The Blackspotted Cutthroat Trout (Oncorhynchus clarki) was announced as the Montana state fish by the State Legislature in 1977.
While designated as a singular state fish, the Blackspotted Cutthroat Trout is a term to describe two subspecies of Cutthroat Trout Indigenous to Montana, the Westslope Cutthroat Trout and the Yellowstone Cutthroat Trout.
Initially identified during the famous Lewis and Clark expedition, Blackspotted Cutthroat Trout was selected over other common fish in the region to represent the State’s efforts to preserve a quality of life that had already been lost in other states.
Recognizing the Blackspotted Cutthroat Trout
The Blackspotted Cutthroat Trout are most easily identified by their distinctive red slashes near their lower jaws, from which they derive their “Cutthroat” title.
The Cutthroat Trout can vary between 6 and 16 inches long and are typically a golden gray-green color.
The Montana State Fish’s distinguishing black spots cover the length of its body but tend to focus towards the tails of the Westslope subspecies, while the Yellowstone Cutthroat Trout tend to have more spots near their bellies and front fins.

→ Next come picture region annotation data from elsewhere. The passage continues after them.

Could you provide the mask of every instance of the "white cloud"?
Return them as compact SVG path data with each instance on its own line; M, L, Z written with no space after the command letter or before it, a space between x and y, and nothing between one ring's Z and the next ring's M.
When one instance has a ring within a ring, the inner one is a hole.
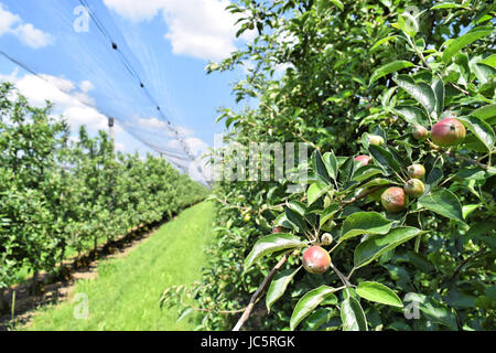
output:
M159 120L155 117L153 118L141 118L138 120L138 124L147 129L166 129L168 124L163 120Z
M218 61L236 50L235 22L228 0L104 0L105 4L133 22L150 20L161 13L169 31L172 52L197 58ZM250 40L255 31L245 32Z
M0 78L15 84L30 104L35 107L45 107L46 100L54 104L54 110L62 114L75 131L82 125L90 129L107 129L107 118L96 109L86 106L85 101L91 101L91 97L76 90L76 86L68 79L50 75L42 75L44 79L34 75L18 77L17 71ZM46 82L46 81L47 82Z
M0 3L0 35L12 31L12 26L21 21L21 18L3 9Z
M88 93L89 90L95 88L95 86L89 81L83 81L82 83L79 83L79 88L84 93Z
M0 3L0 35L3 34L12 34L32 49L44 47L54 42L52 35L34 28L31 23L22 23L19 15L7 11Z

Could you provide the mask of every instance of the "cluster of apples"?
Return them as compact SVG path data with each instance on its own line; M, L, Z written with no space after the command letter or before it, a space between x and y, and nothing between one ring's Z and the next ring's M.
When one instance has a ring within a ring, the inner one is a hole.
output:
M452 147L460 145L466 135L465 127L456 118L444 118L438 121L431 131L431 139L433 143L439 147ZM413 126L412 136L417 140L424 140L429 136L429 131L421 125ZM384 138L377 135L369 135L368 142L370 145L384 145ZM358 156L354 159L359 165L367 165L370 162L369 156ZM408 203L408 196L420 197L425 191L425 185L422 182L425 175L425 168L422 164L412 164L408 167L407 173L409 180L403 184L403 188L391 186L386 189L380 202L384 208L388 212L401 212Z
M438 121L431 130L432 141L440 147L452 147L460 145L465 139L465 127L456 118L445 118ZM416 125L412 129L413 138L417 140L424 140L429 136L429 131L421 125ZM381 136L369 135L368 142L370 145L380 146L385 143ZM366 154L356 157L355 162L358 167L367 165L371 158ZM410 178L403 188L391 186L386 189L380 202L382 207L388 212L401 212L407 207L408 196L420 197L425 191L425 185L422 179L425 175L425 168L422 164L412 164L407 168L408 176ZM272 233L282 233L284 229L277 226ZM325 233L321 237L321 245L328 245L333 242L331 234ZM331 267L331 256L327 250L321 246L310 246L302 258L303 268L311 274L324 274Z

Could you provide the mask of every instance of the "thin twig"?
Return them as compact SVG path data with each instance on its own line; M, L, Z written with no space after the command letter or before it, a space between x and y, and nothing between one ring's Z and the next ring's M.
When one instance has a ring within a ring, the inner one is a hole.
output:
M239 318L239 320L236 323L236 325L234 327L233 331L239 331L239 329L242 328L245 322L250 317L251 311L254 310L254 307L255 307L258 298L262 293L263 289L266 289L267 285L272 280L272 277L276 275L277 271L279 271L279 269L282 267L282 265L285 264L285 261L288 260L290 254L291 253L284 254L284 256L282 256L282 258L279 260L279 263L272 268L270 274L266 277L266 279L263 279L261 285L258 287L257 291L251 296L250 302L245 308L242 315Z
M339 277L341 281L343 282L343 285L345 285L345 287L353 287L353 285L348 281L348 279L336 268L336 266L333 265L333 263L331 263L331 268L337 275L337 277Z
M463 266L465 266L470 260L472 260L474 257L477 257L482 254L485 253L486 249L481 249L477 253L472 254L471 256L468 256L466 259L464 259L462 261L462 264L459 265L459 267L456 267L456 269L453 272L453 276L451 276L450 280L453 280L456 278L456 276L459 276L460 271L462 270Z
M478 160L475 160L475 159L472 159L472 158L468 158L465 156L461 156L461 154L452 152L450 150L444 150L441 147L439 147L438 145L432 143L430 140L427 140L427 141L428 141L429 146L431 146L435 151L438 151L442 154L446 154L448 157L460 159L460 160L465 161L471 164L476 164L476 165L481 167L482 169L489 169L489 165L481 163Z
M354 197L352 197L352 199L349 199L349 200L344 200L344 201L341 203L341 207L343 208L344 206L346 206L346 205L348 205L348 204L351 204L351 203L354 203L354 202L356 202L356 201L358 201L358 200L360 200L360 199L367 197L368 195L370 195L370 194L375 193L376 191L378 191L378 190L380 190L380 189L382 189L382 188L386 188L386 186L388 186L388 185L389 185L389 184L377 185L377 186L374 186L374 188L368 189L367 191L365 191L365 192L363 192L363 193L359 193L358 195L356 195L356 196L354 196Z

The BlackSpotted Cutthroat Trout’s Breeding Habits
Cutthroat Trout spawn in running water and bury their eggs in a nest called a red in the spring. The eggs have an incubation period ranging from a few weeks to a couple of months.
Once hatched, newborn fry occupies their native streams for about 1 to 2 years. At this time, the full-grown Cutthroat Trout will migrate back to lakes to begin the rearing process.
Blackspotted Cutthroat Trout Habitats in Montana
Black Spotted Cutthroat Trout tend to live in cold waters and are common in both headwater lakes and stream environments.
In Montana, Yellowstone Cutthroat Trout populations can be found in the Yellowstone River, Bighorn River, and several Tongue River basins.
Meanwhile, Montana’s Westslope Cutthroat Trout can frequently be found roaming the Kootenai Watershed, the Clark Fork Watershed, and the headwaters of the Missouri River and the Saskatchewan River.
Current Threats to the Montana State Fish
Despite being the Montana State Fish, the Blackspotted Cutthroat Trout is considered a Species of Concern. This means that the current population of fish in the state is currently in decline.
This reduction in the population can partially be attributed to the loss of their habitat. However, the most significant factor contributing to the concern is the natural hybridization occurring between the Cutthroat Trout and other native species such as the Rainbow and Brook Trout.
State Government in Montana is currently working toward preserving the species. In accordance with state law, wranglers must release Cutthroat Trout when caught.